Nova relação de Fátima Bernardes
Na conversa, a apresentadora também se abriu sobre como o relacionamento transformou, além da perspectiva, seu dia a dia. Depois de assumir o namoro, ela começou, por exemplo, a fazer viagens que normalmente devido ao etarismo, que a fazia acreditar que já não tinha mais idade para certas experiências.
Ademais, conforme contou, Bernardes e Túlio ainda passaram a aprender juntos. "A troca é boa. Ele tem uma vida diferente. Nunca fui repórter de política. Hoje, tenho um entendimento de coisas que via superficialmente. Tenho uma alma jovem, disposta a descobrir e fazer coisas. Isso nos aproxima. A gente é leve, sabe?", afirmou.
Esse processo, contudo, contou com desafios, como comentários machistas que cresceram logo após o relacionamento vir a público. De acordo com a apresentadora, muitas mulheres diziam que ela "estava mais bonita por causa dele", quando na verdade o resultado vinha de uma boa relação dela consigo mesma. "Sempre tem que atrelar a um homem", denunciou.

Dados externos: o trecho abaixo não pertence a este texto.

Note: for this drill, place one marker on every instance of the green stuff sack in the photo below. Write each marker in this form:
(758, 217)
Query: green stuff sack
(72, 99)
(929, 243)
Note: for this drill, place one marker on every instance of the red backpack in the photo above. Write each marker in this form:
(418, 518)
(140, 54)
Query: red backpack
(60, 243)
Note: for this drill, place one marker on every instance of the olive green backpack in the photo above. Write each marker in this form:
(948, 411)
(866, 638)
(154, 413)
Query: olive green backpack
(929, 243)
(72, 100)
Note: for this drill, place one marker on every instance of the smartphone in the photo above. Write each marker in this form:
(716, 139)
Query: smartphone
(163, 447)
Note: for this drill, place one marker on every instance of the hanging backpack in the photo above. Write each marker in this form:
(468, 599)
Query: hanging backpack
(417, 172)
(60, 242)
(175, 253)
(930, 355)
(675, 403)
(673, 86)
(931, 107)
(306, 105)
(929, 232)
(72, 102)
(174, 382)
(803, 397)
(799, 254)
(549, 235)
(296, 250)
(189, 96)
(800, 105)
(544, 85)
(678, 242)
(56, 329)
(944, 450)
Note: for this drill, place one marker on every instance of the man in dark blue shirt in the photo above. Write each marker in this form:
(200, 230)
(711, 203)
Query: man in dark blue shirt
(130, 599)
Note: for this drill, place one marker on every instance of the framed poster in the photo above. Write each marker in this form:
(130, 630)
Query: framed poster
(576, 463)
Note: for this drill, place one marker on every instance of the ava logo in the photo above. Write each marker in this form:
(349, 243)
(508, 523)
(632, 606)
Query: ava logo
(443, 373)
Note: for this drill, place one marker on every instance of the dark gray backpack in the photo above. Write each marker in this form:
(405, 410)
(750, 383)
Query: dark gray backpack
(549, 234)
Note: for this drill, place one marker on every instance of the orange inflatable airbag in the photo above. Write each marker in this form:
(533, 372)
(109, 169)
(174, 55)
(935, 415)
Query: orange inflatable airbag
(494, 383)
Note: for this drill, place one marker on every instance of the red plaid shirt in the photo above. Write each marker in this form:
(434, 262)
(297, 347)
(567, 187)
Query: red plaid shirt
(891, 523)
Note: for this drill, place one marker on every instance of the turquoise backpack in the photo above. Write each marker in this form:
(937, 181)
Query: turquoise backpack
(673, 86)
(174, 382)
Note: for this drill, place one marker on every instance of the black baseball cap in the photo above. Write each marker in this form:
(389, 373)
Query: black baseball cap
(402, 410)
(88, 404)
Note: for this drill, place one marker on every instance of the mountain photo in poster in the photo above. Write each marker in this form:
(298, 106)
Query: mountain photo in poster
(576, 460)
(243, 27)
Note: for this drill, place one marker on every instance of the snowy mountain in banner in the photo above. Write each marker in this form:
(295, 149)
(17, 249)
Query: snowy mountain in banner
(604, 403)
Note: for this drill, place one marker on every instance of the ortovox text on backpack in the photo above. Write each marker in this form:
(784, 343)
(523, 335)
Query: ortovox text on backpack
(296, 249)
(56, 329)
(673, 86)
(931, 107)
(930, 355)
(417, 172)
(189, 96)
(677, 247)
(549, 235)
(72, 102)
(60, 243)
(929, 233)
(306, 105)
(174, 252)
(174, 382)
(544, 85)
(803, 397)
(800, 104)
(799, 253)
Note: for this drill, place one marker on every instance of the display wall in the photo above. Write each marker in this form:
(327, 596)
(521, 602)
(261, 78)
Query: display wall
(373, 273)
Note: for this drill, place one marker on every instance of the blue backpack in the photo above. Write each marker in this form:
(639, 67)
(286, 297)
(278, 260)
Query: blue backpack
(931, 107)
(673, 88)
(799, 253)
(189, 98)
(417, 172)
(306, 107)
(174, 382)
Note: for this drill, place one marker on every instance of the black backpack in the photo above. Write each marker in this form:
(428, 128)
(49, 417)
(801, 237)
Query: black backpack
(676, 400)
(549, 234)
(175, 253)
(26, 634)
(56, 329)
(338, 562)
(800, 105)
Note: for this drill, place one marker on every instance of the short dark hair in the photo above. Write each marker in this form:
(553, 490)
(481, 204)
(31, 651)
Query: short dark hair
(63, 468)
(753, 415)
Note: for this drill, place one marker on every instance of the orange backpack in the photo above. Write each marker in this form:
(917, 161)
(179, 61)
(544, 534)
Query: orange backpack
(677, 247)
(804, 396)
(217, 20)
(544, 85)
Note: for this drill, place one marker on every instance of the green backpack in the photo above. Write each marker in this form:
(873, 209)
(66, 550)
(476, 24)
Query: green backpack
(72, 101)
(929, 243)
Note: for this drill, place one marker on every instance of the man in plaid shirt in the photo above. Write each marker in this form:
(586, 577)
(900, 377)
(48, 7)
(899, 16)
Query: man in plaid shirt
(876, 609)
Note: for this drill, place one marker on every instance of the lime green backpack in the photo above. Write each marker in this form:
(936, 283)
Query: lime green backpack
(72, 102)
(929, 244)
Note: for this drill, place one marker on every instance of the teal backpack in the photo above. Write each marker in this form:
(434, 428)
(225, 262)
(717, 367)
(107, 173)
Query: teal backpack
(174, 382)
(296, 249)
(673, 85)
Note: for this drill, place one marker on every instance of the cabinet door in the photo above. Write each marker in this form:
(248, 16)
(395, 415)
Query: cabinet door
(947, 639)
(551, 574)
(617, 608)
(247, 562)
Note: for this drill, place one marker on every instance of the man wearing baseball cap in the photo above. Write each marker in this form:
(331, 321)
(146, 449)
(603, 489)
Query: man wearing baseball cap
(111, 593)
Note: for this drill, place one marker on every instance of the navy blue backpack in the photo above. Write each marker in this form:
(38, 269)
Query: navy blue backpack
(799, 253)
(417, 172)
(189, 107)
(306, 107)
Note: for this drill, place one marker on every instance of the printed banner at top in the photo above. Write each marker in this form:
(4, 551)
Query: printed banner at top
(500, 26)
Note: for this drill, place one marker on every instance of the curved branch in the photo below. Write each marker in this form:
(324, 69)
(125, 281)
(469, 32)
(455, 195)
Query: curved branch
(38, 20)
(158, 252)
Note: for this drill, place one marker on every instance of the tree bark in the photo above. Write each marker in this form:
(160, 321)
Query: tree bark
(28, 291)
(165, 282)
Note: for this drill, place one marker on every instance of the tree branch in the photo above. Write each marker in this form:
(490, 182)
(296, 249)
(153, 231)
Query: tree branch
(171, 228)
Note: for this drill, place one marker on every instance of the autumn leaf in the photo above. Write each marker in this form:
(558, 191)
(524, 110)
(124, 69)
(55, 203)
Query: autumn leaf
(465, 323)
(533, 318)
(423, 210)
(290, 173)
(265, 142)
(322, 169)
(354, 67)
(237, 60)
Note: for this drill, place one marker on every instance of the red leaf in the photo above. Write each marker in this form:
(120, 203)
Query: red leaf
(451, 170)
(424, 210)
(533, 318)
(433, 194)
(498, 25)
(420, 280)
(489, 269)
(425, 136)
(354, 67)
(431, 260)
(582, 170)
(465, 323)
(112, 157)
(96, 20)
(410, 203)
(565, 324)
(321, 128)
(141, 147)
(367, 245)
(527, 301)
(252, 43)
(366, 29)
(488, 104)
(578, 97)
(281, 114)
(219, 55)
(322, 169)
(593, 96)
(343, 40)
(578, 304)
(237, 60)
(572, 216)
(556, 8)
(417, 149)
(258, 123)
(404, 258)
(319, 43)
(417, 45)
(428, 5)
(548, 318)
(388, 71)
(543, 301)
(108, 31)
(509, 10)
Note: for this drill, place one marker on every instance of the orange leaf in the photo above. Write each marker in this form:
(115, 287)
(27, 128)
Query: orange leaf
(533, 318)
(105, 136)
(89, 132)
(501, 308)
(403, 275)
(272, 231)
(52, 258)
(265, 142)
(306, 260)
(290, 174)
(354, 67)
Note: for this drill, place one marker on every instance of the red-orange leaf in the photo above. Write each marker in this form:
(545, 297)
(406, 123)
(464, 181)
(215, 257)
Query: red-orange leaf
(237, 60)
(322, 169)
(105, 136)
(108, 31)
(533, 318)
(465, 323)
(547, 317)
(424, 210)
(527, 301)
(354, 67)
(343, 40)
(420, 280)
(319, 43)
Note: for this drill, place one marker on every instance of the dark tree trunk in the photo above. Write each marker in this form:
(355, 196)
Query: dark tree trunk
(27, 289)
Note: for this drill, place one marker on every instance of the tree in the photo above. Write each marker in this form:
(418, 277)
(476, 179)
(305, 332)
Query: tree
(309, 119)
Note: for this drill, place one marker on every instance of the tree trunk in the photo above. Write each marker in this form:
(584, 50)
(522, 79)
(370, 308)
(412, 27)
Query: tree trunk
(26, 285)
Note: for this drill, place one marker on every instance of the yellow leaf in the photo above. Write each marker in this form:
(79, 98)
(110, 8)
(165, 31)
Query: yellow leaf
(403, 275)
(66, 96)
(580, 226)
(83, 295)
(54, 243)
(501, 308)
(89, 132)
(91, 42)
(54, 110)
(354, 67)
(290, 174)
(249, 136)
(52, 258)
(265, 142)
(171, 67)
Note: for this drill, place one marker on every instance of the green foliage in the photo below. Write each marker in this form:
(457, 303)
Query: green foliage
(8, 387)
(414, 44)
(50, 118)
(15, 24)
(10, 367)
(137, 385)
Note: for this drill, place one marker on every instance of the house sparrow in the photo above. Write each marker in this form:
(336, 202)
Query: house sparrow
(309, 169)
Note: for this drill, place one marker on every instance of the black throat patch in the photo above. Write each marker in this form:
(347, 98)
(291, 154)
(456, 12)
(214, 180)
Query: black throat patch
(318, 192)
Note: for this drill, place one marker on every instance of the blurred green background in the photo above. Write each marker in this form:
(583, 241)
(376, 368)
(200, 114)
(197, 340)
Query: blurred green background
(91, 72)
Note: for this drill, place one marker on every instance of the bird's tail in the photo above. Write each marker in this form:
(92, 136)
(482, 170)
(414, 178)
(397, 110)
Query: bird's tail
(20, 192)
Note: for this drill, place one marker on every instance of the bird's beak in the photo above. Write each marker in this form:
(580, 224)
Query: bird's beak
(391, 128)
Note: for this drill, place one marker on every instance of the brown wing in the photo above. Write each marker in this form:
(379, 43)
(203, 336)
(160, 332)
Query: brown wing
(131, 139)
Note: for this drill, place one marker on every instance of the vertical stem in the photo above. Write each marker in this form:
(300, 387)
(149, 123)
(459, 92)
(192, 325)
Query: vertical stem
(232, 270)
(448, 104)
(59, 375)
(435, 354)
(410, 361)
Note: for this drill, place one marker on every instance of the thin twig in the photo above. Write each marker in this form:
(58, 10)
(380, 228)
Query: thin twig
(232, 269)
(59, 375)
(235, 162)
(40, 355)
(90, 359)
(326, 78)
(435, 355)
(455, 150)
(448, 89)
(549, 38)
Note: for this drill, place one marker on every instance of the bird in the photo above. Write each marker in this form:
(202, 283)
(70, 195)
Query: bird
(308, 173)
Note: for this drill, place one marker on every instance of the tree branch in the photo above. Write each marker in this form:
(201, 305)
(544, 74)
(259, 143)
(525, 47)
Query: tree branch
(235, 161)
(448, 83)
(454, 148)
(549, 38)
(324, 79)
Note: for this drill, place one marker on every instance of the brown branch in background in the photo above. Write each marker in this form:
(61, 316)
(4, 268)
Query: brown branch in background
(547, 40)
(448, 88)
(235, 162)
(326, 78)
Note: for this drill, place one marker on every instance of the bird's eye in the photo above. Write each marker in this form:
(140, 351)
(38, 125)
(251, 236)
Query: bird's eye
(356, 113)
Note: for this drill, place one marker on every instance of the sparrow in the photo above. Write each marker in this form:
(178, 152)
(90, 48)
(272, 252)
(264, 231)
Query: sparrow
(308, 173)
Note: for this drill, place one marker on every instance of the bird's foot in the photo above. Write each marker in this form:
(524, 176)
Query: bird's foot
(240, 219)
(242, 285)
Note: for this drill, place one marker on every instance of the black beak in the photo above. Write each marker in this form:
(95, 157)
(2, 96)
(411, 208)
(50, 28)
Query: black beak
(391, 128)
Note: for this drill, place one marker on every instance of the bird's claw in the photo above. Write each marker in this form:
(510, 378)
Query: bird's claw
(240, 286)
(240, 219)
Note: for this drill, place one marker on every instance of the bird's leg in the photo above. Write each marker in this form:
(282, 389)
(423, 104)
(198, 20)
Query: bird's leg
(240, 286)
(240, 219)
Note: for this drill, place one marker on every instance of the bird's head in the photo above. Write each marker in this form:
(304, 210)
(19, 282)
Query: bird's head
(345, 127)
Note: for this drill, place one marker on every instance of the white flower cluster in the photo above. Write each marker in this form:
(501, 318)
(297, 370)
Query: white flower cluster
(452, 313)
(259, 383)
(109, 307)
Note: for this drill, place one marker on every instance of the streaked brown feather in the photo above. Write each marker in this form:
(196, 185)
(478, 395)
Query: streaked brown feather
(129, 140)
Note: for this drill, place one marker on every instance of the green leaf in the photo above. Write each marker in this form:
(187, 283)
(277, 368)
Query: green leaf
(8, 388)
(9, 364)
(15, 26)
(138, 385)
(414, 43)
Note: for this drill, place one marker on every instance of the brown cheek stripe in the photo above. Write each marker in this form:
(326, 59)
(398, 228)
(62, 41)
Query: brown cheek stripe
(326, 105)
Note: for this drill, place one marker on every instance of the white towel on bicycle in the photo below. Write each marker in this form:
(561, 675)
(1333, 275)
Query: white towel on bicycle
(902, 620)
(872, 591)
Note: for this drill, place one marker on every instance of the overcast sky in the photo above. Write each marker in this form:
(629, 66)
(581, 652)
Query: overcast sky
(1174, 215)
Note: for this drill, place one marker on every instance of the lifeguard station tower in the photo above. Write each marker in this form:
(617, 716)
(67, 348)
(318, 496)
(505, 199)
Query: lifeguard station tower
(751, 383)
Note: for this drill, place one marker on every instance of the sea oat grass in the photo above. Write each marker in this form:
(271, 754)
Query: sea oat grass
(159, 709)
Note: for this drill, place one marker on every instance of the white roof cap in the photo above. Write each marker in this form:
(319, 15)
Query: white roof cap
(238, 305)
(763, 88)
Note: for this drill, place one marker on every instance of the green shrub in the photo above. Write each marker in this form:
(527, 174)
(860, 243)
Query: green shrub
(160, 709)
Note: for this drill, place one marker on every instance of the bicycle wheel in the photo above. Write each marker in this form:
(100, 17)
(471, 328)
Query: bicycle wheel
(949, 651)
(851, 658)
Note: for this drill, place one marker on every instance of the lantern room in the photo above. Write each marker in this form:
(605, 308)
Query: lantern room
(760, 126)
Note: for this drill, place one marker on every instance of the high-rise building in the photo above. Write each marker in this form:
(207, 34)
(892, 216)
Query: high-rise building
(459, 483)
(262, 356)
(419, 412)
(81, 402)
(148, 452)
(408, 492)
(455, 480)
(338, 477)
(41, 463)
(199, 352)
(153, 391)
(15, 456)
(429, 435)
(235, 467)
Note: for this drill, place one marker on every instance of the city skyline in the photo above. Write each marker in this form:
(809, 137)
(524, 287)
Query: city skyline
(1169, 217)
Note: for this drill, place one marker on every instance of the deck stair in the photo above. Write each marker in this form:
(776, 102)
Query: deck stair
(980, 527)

Fátima optou, então, por enxergar as críticas com outros olhos e se libertar da pressão. "Prefiro pensar que somos tão massacradas que veem aí uma oportunidade de desabafar, criticar sobre o que não conseguiriam fazer. A pessoa foi tão machucada que precisa atacar para se sentir melhor. Dou um desconto. Para mim, é libertador", completou.